Mais uma vez vejo que tem bom gosto no que concerne à poesia.

Começou este post com o Zeca Afonso e voltou agora à carga.

Tive o grato prazer de ter sido aluna dele e de lhe ter dado opiniões,que ele próprio pedia aos seus alunos sobre os seus poemas e músicas,foi sempre de uma grande humildade,como acontece com os Grandes Homens.

Vou agora propôr mais um poeta que também muito prezo,que é estrangeiro,pois acho quie a poesia,como qualquer obra de arte é universal.

Reforo-me a : Pablo Neruda (1904-1973) ,poeta chileno.A sua riquíssima vida valeu-lhe tanto de admiração como de repulsa.

Não chegou a conhecer a sua mãe,porém chamou de "anjo" a sua madrasta,pra quem inventou a palavra "mamadre".

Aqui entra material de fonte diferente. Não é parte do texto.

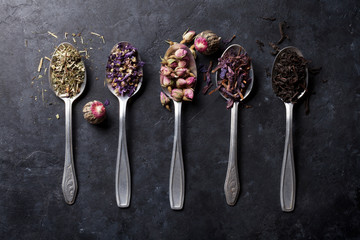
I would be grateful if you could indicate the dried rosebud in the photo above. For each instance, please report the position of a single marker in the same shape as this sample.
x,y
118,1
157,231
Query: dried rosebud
x,y
188,94
165,81
193,52
173,65
181,83
207,42
177,94
181,71
188,36
182,64
170,61
94,112
190,81
164,70
164,99
200,44
180,53
173,75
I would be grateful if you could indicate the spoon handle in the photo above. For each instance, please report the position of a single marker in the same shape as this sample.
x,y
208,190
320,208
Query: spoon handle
x,y
122,178
232,182
177,179
69,183
287,183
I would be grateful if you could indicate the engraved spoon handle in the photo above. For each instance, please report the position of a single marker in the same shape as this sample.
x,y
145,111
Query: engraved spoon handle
x,y
177,179
232,182
122,175
69,183
287,183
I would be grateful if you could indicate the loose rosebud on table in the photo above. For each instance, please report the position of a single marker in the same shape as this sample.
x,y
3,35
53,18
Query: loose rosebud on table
x,y
188,36
94,112
165,101
207,42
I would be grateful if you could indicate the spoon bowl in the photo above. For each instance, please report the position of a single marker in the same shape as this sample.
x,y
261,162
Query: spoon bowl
x,y
236,49
287,179
277,59
116,46
192,64
232,181
122,171
177,177
69,182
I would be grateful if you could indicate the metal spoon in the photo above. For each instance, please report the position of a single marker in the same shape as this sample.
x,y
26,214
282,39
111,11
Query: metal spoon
x,y
232,182
177,179
69,183
122,174
287,182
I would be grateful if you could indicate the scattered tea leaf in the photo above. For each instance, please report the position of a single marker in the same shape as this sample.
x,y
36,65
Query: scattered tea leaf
x,y
40,64
52,34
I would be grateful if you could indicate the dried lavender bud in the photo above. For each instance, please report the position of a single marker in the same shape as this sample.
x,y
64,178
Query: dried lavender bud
x,y
123,69
67,71
289,76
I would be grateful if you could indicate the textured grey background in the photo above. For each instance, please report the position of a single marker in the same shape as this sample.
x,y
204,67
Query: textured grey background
x,y
326,142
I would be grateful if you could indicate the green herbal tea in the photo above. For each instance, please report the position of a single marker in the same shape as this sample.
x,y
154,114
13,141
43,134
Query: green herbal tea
x,y
67,71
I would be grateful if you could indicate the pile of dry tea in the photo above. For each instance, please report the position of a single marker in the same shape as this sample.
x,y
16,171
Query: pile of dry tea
x,y
67,71
289,76
124,69
234,76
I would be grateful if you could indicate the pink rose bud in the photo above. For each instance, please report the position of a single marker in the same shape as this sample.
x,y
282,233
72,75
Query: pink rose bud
x,y
165,81
193,52
180,53
181,83
180,71
177,94
188,94
173,65
164,70
190,81
188,36
164,99
182,63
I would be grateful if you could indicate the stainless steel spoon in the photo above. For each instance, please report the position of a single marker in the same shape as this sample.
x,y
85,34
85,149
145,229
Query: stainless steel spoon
x,y
69,183
287,180
122,174
177,179
232,182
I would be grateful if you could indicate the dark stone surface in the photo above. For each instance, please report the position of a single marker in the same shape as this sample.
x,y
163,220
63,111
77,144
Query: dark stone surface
x,y
326,142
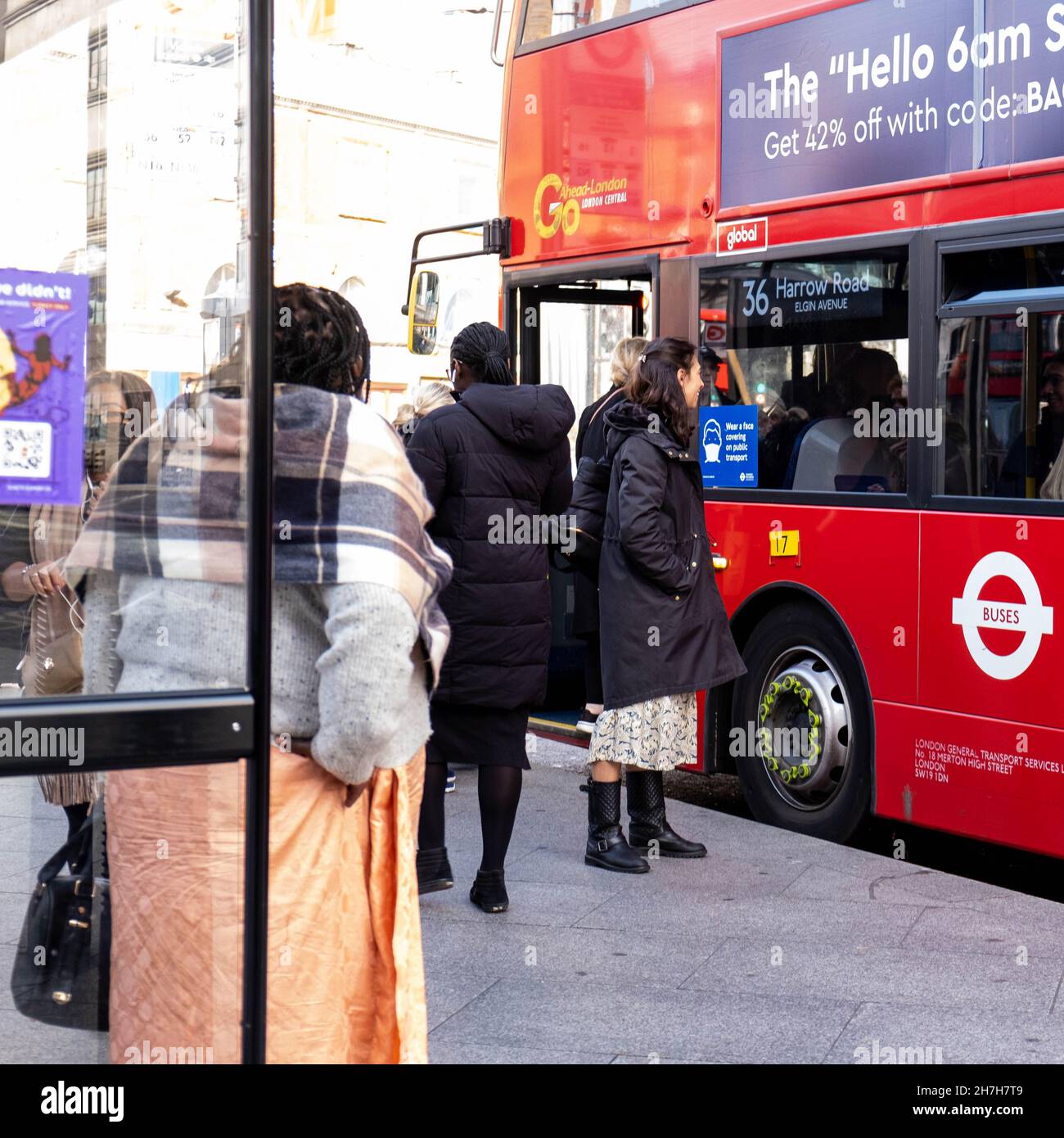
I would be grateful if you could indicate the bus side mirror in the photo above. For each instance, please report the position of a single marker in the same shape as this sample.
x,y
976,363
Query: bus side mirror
x,y
422,309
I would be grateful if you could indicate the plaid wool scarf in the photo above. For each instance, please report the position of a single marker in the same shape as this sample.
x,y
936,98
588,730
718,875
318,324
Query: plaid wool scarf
x,y
347,507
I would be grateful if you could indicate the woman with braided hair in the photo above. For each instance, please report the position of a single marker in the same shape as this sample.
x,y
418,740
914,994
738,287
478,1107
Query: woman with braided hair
x,y
358,644
332,350
498,455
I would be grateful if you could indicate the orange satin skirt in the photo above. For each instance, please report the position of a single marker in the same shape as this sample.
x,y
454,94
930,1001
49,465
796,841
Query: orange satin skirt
x,y
345,979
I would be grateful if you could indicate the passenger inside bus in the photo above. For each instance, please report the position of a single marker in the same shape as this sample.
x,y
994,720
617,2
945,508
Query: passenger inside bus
x,y
1048,436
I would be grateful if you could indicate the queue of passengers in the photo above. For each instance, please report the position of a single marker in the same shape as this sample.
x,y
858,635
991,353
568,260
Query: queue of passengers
x,y
382,558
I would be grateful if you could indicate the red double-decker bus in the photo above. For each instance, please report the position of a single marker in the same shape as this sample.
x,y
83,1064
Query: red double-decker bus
x,y
859,206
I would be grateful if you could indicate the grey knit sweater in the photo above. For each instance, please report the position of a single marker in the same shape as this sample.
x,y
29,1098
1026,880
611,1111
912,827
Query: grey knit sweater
x,y
349,668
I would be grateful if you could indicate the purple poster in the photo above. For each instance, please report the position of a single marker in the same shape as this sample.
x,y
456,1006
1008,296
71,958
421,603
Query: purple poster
x,y
883,91
43,326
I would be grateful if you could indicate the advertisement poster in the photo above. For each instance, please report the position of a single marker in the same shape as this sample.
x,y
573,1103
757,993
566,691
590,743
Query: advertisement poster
x,y
43,327
883,91
728,446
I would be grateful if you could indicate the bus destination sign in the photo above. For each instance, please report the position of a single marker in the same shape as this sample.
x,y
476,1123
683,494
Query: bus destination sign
x,y
881,93
791,296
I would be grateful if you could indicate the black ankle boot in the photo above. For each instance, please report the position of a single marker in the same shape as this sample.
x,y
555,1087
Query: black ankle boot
x,y
606,840
434,871
489,892
647,822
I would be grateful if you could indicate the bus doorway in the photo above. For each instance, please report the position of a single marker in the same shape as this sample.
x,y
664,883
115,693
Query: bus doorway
x,y
563,332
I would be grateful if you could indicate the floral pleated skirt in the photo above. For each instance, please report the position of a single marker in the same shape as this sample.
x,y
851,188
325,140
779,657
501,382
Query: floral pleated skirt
x,y
658,734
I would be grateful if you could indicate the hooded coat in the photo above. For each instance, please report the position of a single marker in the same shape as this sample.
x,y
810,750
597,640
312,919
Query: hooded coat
x,y
666,630
492,466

Humilde,esperou que algum editor publicasse o seu :"Residencia en la tierra",tempos depois,viu o milionésimo exemplar dos seus "Veinte poemas de amor "ser editado.

Homem de grandes amores,poeta comprometido com o seu povo,como co todos os povos do mundo,conheceu as honras diplomáticas e a glória literária:em 1971 recebeu o Prémio Nobel da Literatura.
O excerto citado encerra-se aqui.